Monday, September 8th, 2008 at 6:42 am

Amongst my current open tabs are some news items I’ve reacted strongly to and have kept open with the intention to write about them. Two that pushed my buttons are about sport and its appurtenances:

From the end of the Olympics — Britain’s “tacky” handover show. Not polished or glitzy enough. Not expensive enough, basically. China’s Titan Sports Daily chided: “Unlike the Chinese custom, which tends not to reveal their weakness to the outsiders, the British seem to like to laugh about their stupidity in a funny way.” I don’t know whether the Brits laughed so much about themselves in the days when Britannia pwned, but one can only wish their latterday, grownup sense of humour on China. Lao Tzu would have understood.

From the alternative reality known as the Australian Olympic Committee — “Let’s beat Britain” at the London games. Australia would aim to finish in the top five in the medal tally, as a country of 20 million people should. Let the taxpayers bring tribute, yea, of silver and gold. No bronze, thanks; this is a serious pissing contest.

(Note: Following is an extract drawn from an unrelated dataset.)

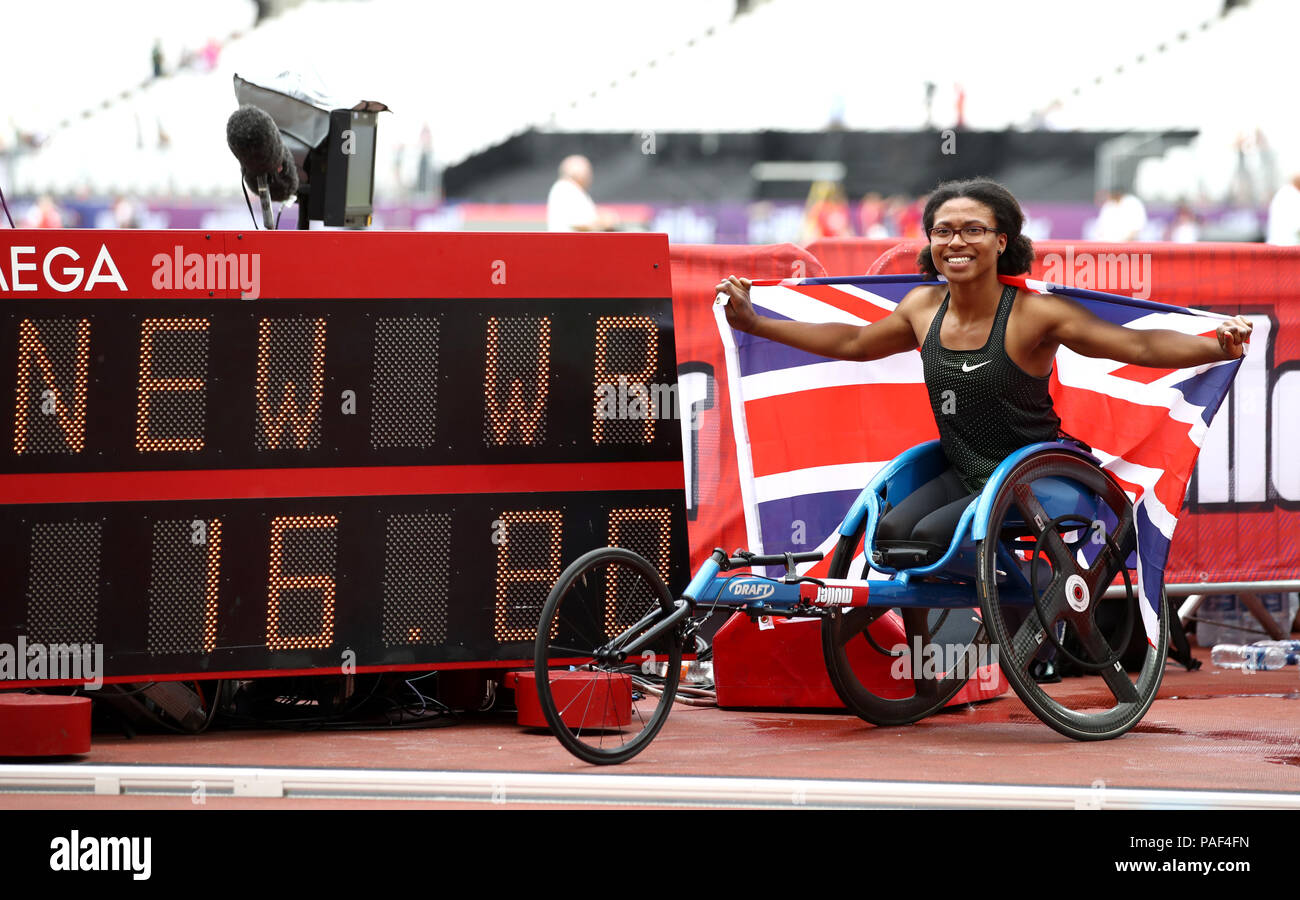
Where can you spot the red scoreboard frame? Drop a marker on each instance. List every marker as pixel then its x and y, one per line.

My buttons are pushed not because I think too much money is spent on elite sport — although I do think that — but because intense competitiveness worries me. It worries me because it goes beyond the sporting field. It chokes intentions to act for communal benefit before those intentions even begin to become efforts. Competition in itself is not a bad thing at all; it inspires innovation and encourages the hard work without which excellence is rarely achieved. But as a race we seem prone to let our competitive nature get wildly out of hand. The desire to reign supreme, to beat the other guy until he’s bleeding on the ropes, to win — or steal — everything and leave others with nothing, to build wealth for oneself no matter the cost in pollution or poverty for others — it all comes from the same poisonous root. And that root is, I think, fear. In the case of the wealthy and the up-and-coming, a particular register of fear — fear not of being the worst or the smallest, but of not being the best and the greatest. Fear of being laughed at or taken lightly, of losing face.

Opening the Tao te Ching at a random page: “When they have no false self to nourish or defend, they find that greed, hatred, and arrogance vanish by themselves.”

Trying the same thing with The Golden Asse, it opens at the very page where Apuleius, thinking to be turned into a bird, is turned into a donkey instead.

“But you were always a donkey,” said Pooh.
“So I was,” said Eeyore.

I am a donkey.

3 Responses to “Tender buttons”

  1. Alankria Says:

    Somewhere the embodiment of our country’s pride is sitting in a bar — probably somewhere hot and far away, on a stool under a whirring fan — and rolling hir eyes while sipping a strong drink.

  2. colin Says:

    Wait you mean to tell me the olympics still exist? I thought they stopped all this non sense in 2000.

    I go into media blackout when ever anything like the olympics starts to float to the surface of the crap pool that is television.

    The reason I avoid it, Is because of the constant “they’re doing it for the country, They are better then you because they are doing it for the country” blah blah blah.

    They arn’t doing it for the country it’s bragging right to say hey look at me i can piss 30m into the wind arn’t i great you should have my face on your junk so kids will buy it.

  3. kjbishop Says:

    Alankria — all embodiments of national pride should be retired to a comfortable watering hole!

    Colin — the “doing it for the country” bullshit depresses me exceedingly. I feel sorry for the athletes who buy into it and despise the media for thrusting responsibility for national pride on the shoulders of teenage gymnasts &c. If athletes want to have a pissing contest, they’re welcome to, but to me the olympic insanity reflects the scary human willingness to turn all of life into a pissing contest. Whereas, as I’m sure some wise person said, there is a time to piss and a time to just hang on.